Grund genug, dass der Zentralrat der Juden in Deutschland den authentischen Ort in der Siedlung Jamlitz ins Blickfeld nahm. Doch erst nach Mitte 2003 konnte – am oberen Ende der sich im märkischen Sand verlaufenden früheren Lagerstraße – eine Freiluft-Ausstellung zur historischen Aufklärung der Vor- und Nachkriegs-Geschehnisse (rechts- und linksseitig getrennt) installiert werden.

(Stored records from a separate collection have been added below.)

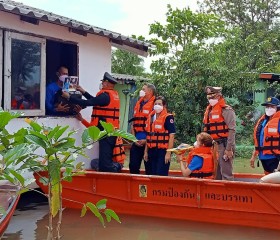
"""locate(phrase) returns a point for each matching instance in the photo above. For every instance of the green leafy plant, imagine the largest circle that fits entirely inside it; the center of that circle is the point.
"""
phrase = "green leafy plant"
(41, 148)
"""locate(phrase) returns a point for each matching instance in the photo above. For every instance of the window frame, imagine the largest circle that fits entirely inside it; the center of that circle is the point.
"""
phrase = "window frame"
(8, 36)
(1, 65)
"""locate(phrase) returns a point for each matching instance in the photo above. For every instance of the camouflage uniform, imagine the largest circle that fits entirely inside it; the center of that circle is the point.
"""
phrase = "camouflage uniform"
(224, 166)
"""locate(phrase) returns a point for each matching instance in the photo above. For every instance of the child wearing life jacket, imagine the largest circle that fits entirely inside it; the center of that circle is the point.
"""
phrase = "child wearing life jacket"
(200, 161)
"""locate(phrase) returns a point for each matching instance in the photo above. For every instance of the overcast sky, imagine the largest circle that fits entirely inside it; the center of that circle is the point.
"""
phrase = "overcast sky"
(122, 16)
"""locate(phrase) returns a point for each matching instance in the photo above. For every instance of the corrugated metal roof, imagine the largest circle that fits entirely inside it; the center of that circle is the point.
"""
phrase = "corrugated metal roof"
(24, 10)
(128, 78)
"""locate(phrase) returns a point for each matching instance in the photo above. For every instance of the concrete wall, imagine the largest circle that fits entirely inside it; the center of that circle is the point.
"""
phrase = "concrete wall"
(93, 60)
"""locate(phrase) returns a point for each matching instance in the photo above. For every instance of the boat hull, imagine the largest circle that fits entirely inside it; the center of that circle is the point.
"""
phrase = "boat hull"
(223, 202)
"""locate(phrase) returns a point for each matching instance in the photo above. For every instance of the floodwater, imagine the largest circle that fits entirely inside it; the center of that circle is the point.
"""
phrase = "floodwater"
(30, 223)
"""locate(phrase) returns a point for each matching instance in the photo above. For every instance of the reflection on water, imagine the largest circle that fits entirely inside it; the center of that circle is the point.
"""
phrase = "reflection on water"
(30, 223)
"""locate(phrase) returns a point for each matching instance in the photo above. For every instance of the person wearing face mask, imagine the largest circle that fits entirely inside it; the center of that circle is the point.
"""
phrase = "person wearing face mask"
(142, 109)
(267, 137)
(200, 161)
(106, 107)
(53, 108)
(220, 122)
(160, 129)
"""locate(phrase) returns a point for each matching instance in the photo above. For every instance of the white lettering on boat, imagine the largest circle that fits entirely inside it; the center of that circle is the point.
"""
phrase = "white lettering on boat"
(170, 192)
(228, 197)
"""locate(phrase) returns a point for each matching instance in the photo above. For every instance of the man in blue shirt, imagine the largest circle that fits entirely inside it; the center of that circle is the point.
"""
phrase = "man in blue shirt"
(51, 107)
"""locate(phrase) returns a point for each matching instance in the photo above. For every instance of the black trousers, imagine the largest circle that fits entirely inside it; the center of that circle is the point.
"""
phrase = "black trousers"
(106, 164)
(135, 160)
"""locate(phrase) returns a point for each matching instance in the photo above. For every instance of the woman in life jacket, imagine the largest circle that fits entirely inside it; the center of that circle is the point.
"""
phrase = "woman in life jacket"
(200, 162)
(267, 137)
(160, 130)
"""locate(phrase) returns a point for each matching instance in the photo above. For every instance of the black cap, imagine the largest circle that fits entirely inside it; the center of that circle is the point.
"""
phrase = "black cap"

Heute gibt es Übereinkommen, die bestehende Ausstellung dort weiter zu vertiefen und zuvor, bis zum Frühjahr 2018, endlich ein Gedenkareal zu gestalten. Noch offen ist das Einverständnis, mit einer zusätzlichen Tafel die problematische Symbolik des Denkmals in Lieberose zu kommentieren. Ebenso soll mit der Aufstellung von Informationstafeln am Zugang zum und vor dem Bahnhofsgebäude beispielhaft das Schicksal jugendlicher Opfer behandelt werden.

Dr. Peter Fischer vertritt ehrenamtlich den Zentralrat der Juden in Deutschland in der Gedenkstättenarbeit.